Precisely. Breyer says plenty of dumb things; catching him on what amounts to trivia does little to augment to case (and can even cause it to look weaker on the net). Does his argument change radically if one substitutes "First" for "Second" Congress?
It would be a little different if the chronology were off more significantly, here. But this really does look like nit-picking.
augment the case, rather.
His argument is wrong either way, First or Second Congress. At no point has congress had the authority to extract taxes without consent and then hand them over to churches to finance prayer.
I agree; therefore, picking on historical trivial is pointless and weakens the real argument, which is that Breyer's point, regardless of trivia, is fundamentally unsound. Harping on dates as opposed to the actual argument he makes is a distraction.
Thomas Jefferson might have disagreed: "to compel a man to furnish contributions of money for the propagation of opinions which he disbelieves is sinful and tyrannical" (Virginia Statute for Religious Freedom, composed 1777, enacted by Va. legislature, 1786).
At no point after the British were booted out did Congress have the power to fund school prayers, not under the Articles of Confederation or under the Constitution.
How anyone thinks that SCOTUS is the ultimate authority on what the Constitution means, with people like this arsehole on the court, is beyond me. About 8 of those justices need to be impeached and removed from office for repeatedly violating their oath of office.
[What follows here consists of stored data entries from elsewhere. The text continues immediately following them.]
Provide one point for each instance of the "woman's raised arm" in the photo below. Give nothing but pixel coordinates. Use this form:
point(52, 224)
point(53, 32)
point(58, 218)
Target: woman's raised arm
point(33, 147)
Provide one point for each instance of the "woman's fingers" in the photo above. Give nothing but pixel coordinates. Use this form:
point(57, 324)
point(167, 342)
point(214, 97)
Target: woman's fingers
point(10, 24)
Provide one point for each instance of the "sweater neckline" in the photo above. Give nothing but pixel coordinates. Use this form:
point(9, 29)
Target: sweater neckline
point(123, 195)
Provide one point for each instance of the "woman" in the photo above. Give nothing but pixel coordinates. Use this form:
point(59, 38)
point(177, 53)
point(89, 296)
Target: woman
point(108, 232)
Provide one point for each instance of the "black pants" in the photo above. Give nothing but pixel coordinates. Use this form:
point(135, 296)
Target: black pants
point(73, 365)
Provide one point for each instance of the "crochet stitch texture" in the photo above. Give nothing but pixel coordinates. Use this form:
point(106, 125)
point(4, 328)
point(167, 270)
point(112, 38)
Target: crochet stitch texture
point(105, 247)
The problem, of course, is that the people with the power to impeach almost all need to be impeached and removed for violating their oath of office also.
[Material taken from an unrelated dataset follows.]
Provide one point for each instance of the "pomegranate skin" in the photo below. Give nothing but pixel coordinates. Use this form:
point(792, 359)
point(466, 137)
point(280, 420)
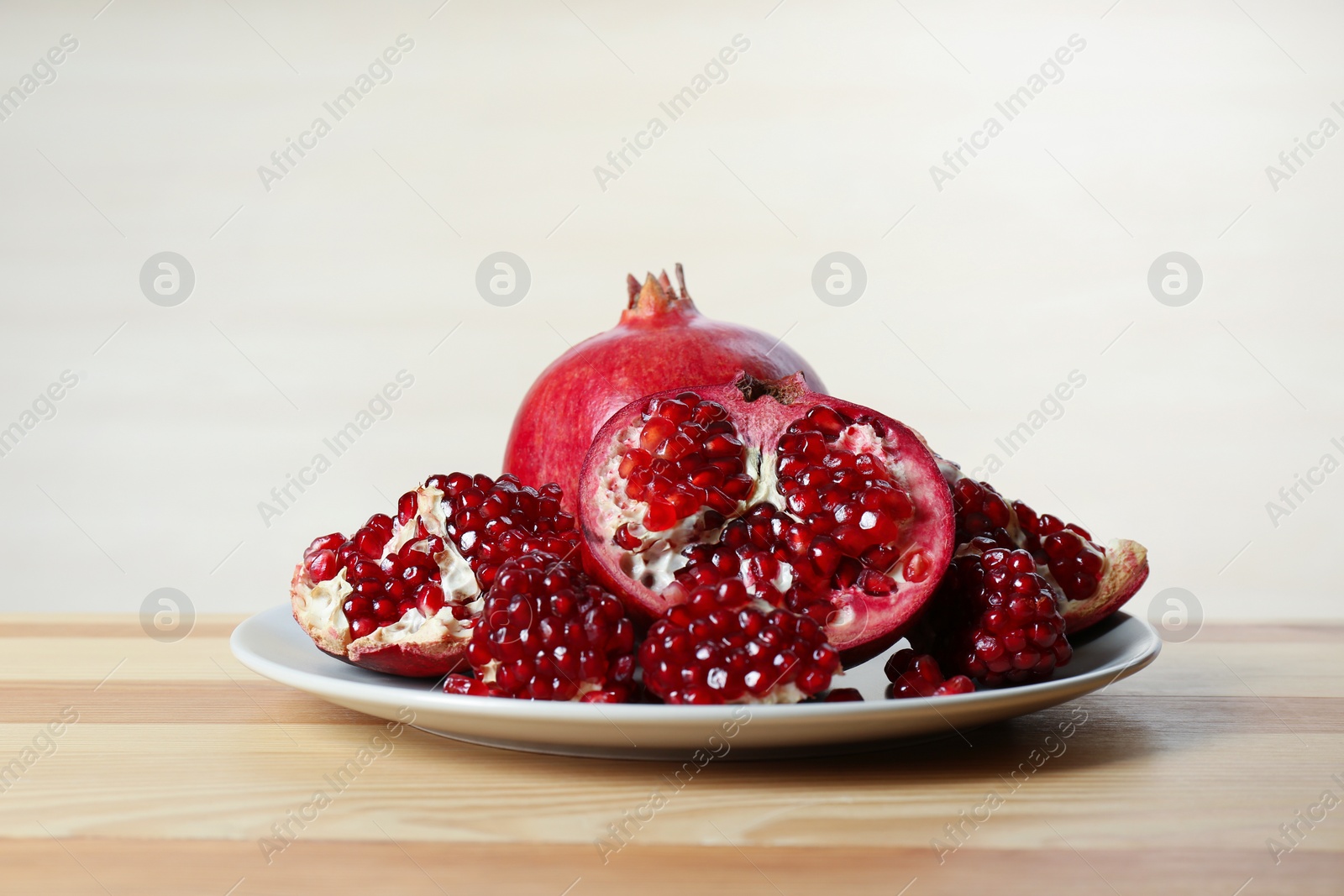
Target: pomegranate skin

Almost no one in the federal government actually is acting under the restrictions set forth in the Constitution.
Almost no No one in the federal government actually is acting under the restrictions set forth in the Constitution.
Historical accuracy is the hobgoblin of little minds.
If you go back into history, it could have been the case
He obviously meant "go back into history" in the sense of time traveling.
For a site called Reason .... (rolls eyes)
For you and me!
Let me first say that I am not religious. At all. I went to elementary school with Madaleyne Murray O'hair's son Garth, the little shit, who later changed his name and was murdered along with his mother. It was around the time we were in school that we stopped praying in school. I never actually prayed because I didn't know the prayers, but I bowed my head when told to etc. It never made me want to go to church. And since my parents didn't go to church, I never did, except for giggles. I guess Garth was upset, though his brother has become some kind of evangelist I think.
Breyer's point is probably correct, despite his history brainfart. No one back in the day really cared about how school prayer violated the establishment clause. And as unlikely as funding it ever was, if all religions were funded equally, then the government arguably would not have been "technically" "establishing" "A" ""religion". I don't htink he wants to start now.
PS I think Breyer is an ass.
I still don't want to be your friend.
Picture a tear streaking down a clown's face. Is there anything sadder.
Are we really nitpicking about this? Are reasonistas 100 years from now going to jump down the neck of a Supreme Court Justice if he says the 110th congress passed Obamacare, instead of the 111th? There's funny and there's petty and trifling.
This whole discussion seems to be nonsense. The inclusionary principle wasn't established until the latter part of the nineteenth century and the FedGov wasn't handing out tax dollars to schools in the early days of the Republic.